Cooper took Abby’s hand and wove his way through the people until they were at an empty table for four. Before they could set their beers down, Nona, Travis, and Waylon joined them. Nona counted chairs and sat down in Travis’s lap.

“Abby, it’s good to see you again. Where’s the other two sisters?”

“Shiloh and Bonnie might be along in a little while. Nice to see you all again,” Abby said. “This cowboy right here has promised me a bunch of dances. Miz Nona, you are welcome to my chair.”

“I kind of like the one I have right here. A cowboy that promises a woman a bunch of dances means he’s gettin’ the brand heated up,” Nona said.

“I hope not,” Abby said.

Luke Bryan’s voice singing “Drunk on You” came through the jukebox and Cooper had not been lying when he said he could dance. But something was wrong. He was executing a fine fast two-step, but he wouldn’t look at her.

“We need to talk,” she said.

“Yes, we do. You go first,” he said.

“We need to talk about protection,” she said.

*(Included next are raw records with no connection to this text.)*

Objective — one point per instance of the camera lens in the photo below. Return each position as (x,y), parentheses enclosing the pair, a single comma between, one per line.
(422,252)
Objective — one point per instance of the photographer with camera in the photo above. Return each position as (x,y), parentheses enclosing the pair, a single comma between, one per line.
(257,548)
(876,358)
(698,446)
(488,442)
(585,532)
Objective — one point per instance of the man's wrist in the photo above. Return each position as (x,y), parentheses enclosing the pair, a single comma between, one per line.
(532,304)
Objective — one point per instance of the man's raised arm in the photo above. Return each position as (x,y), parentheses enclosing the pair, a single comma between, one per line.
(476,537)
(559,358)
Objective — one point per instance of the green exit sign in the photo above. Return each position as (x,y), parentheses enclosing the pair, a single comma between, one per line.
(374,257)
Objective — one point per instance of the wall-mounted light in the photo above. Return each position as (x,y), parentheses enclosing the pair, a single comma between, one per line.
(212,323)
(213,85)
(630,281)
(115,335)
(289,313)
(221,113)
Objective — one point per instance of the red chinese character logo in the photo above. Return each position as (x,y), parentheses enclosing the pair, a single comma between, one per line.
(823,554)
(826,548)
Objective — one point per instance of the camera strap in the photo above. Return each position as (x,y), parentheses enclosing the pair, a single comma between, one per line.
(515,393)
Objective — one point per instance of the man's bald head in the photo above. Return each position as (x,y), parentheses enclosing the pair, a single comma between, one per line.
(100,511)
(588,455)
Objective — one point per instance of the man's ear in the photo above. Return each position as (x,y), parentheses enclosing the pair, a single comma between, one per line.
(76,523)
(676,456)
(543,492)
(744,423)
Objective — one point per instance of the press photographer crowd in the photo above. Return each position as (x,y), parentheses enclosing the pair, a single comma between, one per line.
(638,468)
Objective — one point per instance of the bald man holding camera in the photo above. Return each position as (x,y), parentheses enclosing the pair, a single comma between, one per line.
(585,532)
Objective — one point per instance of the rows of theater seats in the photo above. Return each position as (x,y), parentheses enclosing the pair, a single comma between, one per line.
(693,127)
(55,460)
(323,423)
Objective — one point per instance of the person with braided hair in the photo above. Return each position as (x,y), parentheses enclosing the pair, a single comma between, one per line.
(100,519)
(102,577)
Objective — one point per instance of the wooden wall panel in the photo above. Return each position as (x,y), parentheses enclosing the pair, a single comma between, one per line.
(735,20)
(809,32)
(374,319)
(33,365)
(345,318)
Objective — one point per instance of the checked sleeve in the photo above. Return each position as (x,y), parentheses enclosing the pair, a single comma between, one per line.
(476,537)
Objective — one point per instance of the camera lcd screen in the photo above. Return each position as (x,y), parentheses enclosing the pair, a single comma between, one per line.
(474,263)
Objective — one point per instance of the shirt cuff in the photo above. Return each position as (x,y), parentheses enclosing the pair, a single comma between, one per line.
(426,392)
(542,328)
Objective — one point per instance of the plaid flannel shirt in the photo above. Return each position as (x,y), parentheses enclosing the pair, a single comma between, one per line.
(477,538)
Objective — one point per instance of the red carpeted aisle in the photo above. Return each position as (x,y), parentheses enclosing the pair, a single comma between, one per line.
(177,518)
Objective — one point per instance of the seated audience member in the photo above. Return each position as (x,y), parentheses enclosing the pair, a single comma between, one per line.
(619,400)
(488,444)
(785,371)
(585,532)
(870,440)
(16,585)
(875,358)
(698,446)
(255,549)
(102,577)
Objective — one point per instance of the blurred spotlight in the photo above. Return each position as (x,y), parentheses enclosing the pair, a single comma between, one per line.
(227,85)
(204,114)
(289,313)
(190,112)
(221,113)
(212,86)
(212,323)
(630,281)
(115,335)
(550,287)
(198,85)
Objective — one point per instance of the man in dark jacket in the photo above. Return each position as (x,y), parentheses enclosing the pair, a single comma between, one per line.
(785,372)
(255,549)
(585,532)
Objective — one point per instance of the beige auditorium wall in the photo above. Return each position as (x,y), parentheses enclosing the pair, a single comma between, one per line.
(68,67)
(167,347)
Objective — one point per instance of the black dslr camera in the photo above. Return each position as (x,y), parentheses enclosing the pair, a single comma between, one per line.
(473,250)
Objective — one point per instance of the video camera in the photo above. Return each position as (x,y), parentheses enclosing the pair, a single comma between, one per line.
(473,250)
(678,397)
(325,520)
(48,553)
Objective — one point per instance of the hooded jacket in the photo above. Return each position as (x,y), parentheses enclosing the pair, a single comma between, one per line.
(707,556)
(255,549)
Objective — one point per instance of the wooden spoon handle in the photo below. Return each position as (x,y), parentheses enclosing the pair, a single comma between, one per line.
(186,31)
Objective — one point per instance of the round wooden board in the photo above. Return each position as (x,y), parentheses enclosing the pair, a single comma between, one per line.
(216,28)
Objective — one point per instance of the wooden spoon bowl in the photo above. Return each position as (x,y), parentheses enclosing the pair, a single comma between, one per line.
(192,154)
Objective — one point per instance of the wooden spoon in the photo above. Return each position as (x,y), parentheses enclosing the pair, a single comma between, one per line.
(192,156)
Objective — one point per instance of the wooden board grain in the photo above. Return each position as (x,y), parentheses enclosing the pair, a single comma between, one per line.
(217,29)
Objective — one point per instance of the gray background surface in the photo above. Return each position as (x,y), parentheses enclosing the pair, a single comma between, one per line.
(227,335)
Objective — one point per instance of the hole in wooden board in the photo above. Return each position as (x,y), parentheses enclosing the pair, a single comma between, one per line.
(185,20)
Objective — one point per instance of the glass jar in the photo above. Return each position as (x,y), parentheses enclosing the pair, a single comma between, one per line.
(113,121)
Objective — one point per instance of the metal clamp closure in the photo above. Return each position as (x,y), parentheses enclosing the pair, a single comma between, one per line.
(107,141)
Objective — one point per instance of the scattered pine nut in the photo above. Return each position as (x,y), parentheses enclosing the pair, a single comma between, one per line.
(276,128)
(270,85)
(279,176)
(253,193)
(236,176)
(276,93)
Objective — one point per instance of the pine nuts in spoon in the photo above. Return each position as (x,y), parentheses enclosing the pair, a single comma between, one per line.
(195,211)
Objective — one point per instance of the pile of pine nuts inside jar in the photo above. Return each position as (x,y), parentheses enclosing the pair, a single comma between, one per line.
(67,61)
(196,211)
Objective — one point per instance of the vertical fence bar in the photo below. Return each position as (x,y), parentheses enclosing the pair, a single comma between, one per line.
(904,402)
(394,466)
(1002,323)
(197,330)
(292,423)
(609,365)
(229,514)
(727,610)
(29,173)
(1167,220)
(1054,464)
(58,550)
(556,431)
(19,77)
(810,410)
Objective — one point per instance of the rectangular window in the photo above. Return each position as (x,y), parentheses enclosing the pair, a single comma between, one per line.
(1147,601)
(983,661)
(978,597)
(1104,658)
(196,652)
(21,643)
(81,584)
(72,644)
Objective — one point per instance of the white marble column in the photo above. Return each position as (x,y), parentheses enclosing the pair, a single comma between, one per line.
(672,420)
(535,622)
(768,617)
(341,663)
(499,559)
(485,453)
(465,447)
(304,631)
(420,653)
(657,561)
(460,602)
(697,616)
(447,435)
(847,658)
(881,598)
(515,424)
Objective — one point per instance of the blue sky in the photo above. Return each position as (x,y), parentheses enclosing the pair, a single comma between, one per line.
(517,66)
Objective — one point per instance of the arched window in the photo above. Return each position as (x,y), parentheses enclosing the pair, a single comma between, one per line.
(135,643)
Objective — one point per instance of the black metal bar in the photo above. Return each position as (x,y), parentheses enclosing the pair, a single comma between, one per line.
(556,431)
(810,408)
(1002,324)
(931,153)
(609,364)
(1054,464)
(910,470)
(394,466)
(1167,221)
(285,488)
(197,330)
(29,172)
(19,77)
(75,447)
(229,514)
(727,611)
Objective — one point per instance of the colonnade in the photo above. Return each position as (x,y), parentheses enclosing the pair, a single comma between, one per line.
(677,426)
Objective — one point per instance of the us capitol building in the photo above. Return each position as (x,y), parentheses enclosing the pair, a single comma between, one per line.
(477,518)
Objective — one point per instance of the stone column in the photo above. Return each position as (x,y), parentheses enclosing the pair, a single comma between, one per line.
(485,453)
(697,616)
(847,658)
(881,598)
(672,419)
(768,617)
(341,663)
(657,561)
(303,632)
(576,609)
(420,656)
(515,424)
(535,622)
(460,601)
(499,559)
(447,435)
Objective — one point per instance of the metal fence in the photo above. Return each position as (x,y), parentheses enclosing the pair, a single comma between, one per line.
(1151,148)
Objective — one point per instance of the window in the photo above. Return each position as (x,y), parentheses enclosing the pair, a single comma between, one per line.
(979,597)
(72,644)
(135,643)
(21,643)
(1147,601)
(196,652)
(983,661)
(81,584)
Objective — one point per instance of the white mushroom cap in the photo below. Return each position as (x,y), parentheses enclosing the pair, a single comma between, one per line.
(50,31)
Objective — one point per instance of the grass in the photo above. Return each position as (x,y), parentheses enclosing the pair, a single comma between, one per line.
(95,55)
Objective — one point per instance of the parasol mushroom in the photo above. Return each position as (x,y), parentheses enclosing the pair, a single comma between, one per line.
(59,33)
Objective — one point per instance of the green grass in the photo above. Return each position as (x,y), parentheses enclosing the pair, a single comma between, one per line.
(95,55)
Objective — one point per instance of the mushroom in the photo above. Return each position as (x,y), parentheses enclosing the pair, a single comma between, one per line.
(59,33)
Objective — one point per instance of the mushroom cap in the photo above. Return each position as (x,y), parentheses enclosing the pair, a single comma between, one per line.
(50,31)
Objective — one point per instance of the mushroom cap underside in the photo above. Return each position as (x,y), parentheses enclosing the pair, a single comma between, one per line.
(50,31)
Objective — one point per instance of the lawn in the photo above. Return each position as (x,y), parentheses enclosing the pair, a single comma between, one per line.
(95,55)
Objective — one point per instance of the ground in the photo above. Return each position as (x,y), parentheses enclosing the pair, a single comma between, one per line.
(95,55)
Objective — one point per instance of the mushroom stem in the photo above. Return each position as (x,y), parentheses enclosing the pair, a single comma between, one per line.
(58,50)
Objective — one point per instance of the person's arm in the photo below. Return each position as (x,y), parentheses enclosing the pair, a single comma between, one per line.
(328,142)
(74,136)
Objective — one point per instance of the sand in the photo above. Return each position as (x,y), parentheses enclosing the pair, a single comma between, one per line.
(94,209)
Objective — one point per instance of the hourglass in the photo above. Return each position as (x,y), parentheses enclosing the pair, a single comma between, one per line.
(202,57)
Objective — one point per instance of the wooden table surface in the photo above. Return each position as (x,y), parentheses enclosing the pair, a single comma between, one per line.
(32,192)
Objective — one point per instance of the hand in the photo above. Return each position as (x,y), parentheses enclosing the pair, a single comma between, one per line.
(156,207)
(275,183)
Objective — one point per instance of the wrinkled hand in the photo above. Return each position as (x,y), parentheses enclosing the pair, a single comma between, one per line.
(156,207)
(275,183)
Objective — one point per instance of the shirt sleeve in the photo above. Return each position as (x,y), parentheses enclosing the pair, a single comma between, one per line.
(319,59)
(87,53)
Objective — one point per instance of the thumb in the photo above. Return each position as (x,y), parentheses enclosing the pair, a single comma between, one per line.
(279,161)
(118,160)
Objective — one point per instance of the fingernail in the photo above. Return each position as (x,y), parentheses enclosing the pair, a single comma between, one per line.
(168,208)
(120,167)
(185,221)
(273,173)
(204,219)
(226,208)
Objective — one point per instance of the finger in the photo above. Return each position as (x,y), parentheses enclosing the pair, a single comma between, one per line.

“I can’t hear you over the music. Did you say election?”

She raised her voice. “Protection.”

“As in a bodyguard or as in mosquito spray or . . .”

The song ended at the same time she blurted out in a loud voice, “As in sex.”

The whole bar went quiet and she could hear Tiny Lee’s girly giggles in the background. Thank goodness no one made a comment, and the next song on the jukebox brought the people onto the floor for a noisy line dance. Her face turned scarlet and she threw her hand up to her mouth.

“Shit!” she muttered.

Cooper picked up her hand and led to the far end of the bar. He twirled the stools around so that they were facing each other, dropped her hand, and stared at her without looking into her eyes. She’d seen amusement, laughter, and a multitude of other emotions in Cooper’s dark brown eyes, but never the anger that flashed right then. With only a little imagination she could see steam coming out his ears.

“I assumed you were on the pill,” he said.

She shook her head. “Prescription ran out a couple of months ago. I knew I was getting out of the service, so I didn’t get another one.”

“Then you could possibly be . . .” The sentence trailed off.

She nodded. “But not likely. I should have been . . .”

He put a finger over her lips. “I would marry you, Abby.”

She didn’t want a man to marry her because she was pregnant and she damn sure didn’t want to marry one who was so mad he couldn’t even look at her. Her mother had raised a child alone and she could do it, too. Today’s world didn’t tar and feather a woman for getting pregnant before she was married.